Quand l’agent du SISMI – Servizio informazioni e sicurezza militare (Service secret italien), réformé en 2007 – entre dans ce bar de Casoria à 9 kilomètres de Naples, le barman ne lui adresse pas un mot. Etrange, se dit-il. Après un bref coup d’œil à sa montre, il passe commande. «Comme d’habitude, merci.» Appuyé au même comptoir, un autre homme attend son café. Le 007 l’observe furtivement. L’inconnu pose péniblement le bras droit sur le zinc en s’aidant de l’autre main, et lui retourne le coup d’œil. Ils s’examinent un long moment et se sourient, tandis que la tasse de café monte lentement jusqu’à leurs lèvres. L’agent des services secrets l’a reconnu. Cela fait des années qu’il suit sa trace. Mais ce jour-là, hors de question de sortir les menottes. «Il était clairement protégé par des gorilles armés, me raconte le désormais retraité, plusieurs années après. Il aurait suffi que je mette la main à la poche pour me retrouver criblé de balles.»

Au milieu des années 1980, le spectre de Pasquale Scotti plane sur les banlieues nord de Naples. Il est le tueur à gages de la Nouvelle Camorra organisée (Nuova Camorra organizzata, NCO) de Raffaele Cutolo et le gardien du pacte entre le parti centriste de la Démocratie chrétienne et la Camorra pour la libération du conseiller régional controversé Ciro Cirillo, retenu en otage par les Brigades rouges dans le garage de sa villa à Torre del Greco, le 27 avril 1981. Blessé en 1983 lors d’un furieux affrontement armé avec la police, qui lui a coûté son arrestation et la paralysie presque totale du bras droit, Scotti s’évade le 23 décembre 1984 de l’hôpital de Caserta, en descendant trois étages à l’aide d’une corde de draps noués. Un chroniqueur de l’époque, en mentionnant cette prouesse acrobatique, écrit que l’ange gardien du mafieux portait certainement un uniforme. Et il n’a probablement pas tort. 
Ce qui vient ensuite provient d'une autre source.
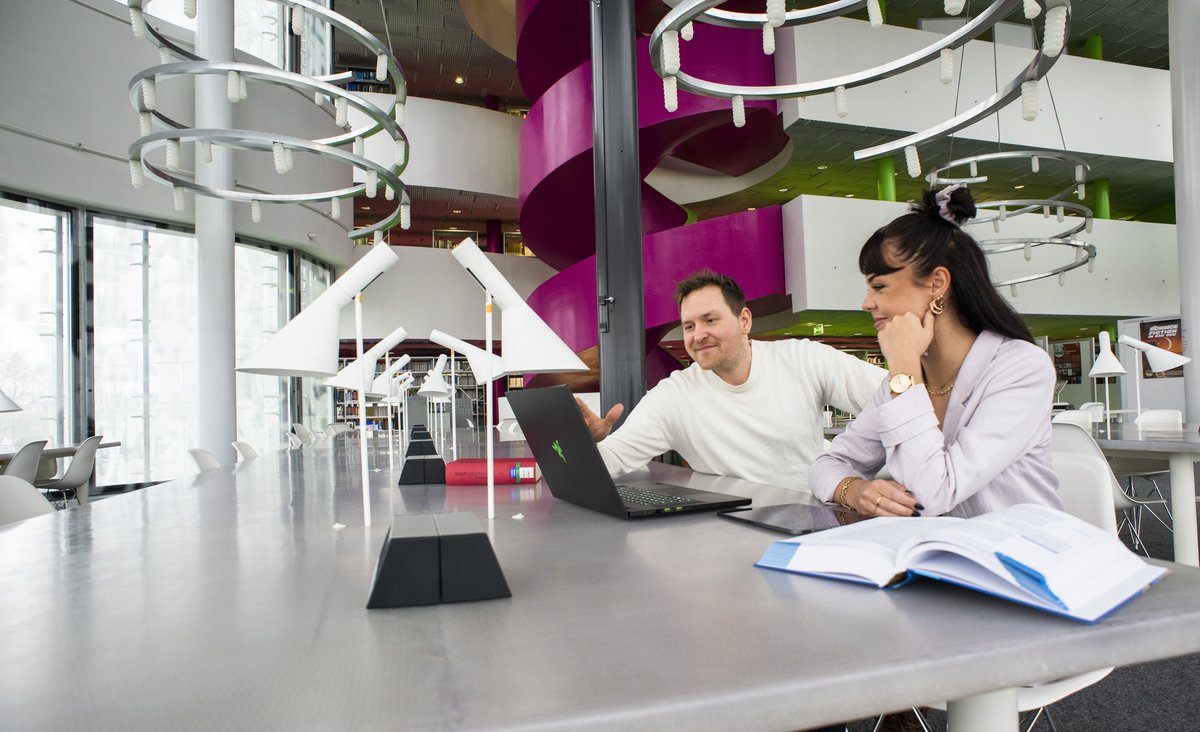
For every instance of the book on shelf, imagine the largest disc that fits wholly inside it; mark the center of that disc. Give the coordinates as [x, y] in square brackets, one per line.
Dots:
[473, 471]
[1027, 553]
Pendant 31 ans, Pasquale Scotti a été un fantôme. On a tissé de nombreuses légendes à son sujet – comme celle de son surnom, «Pasqualino le collier» à cause d’un diadème de 500 millions de lires (soit 277'000 francs) offert à la femme de son boss Don Raffaele. Portrait-robot, signalements, fausses pistes, il a caracolé en tête de la liste des fugitifs les plus dangereux identifiés par le ministère de l’Intérieur italien. Le 26 mai 2015, la longue cavale de Pasquale Scotti prend fin. Les enquêteurs l’ont débusqué à Recife, au Brésil, où il avait adopté l’identité risible d’un certain Francisco Visconti De Castro, marié à une femme avec laquelle il a eu deux enfants. Une vie normale, paisible. De quoi incommoder Hannah Arendt et sa banalité du mal. C’est peut-être ce qu’il a pensé lui-même, puisqu’au moment de son arrestation ses premières paroles ont été: «C’est moi, vous m’avez eu. Mais Pasquale Scotti n’existe plus, il est mort dans les années 1980.» Un mois après cette capture, le mafieux est encore entre les murs d’une prison brésilienne dans l’attente de son extradition, qui va s’avérer pour le moins compliquée. En Italie, il doit purger une peine de perpétuité pour le meurtre de Giovanna Matarazzo, surnommée Dolly Peach. Giovanna était l’amante de Vincenzo Casillo, le numéro deux de la NCO qui se baladait dans tout Rome (et toute l’Italie) avec la carte du SISMI en poche. La femme a été tuée et enterrée dans du béton à proximité d’un pont, à la périphérie d’Acerra. Danseuse de boîte de nuit, propriétaire d’un loft à Grenoble et d’une villa à Primavalle, Giovanna en savait trop. Les hommes de Scotti l’ont capturée, torturée et exécutée froidement de deux balles dans la tête.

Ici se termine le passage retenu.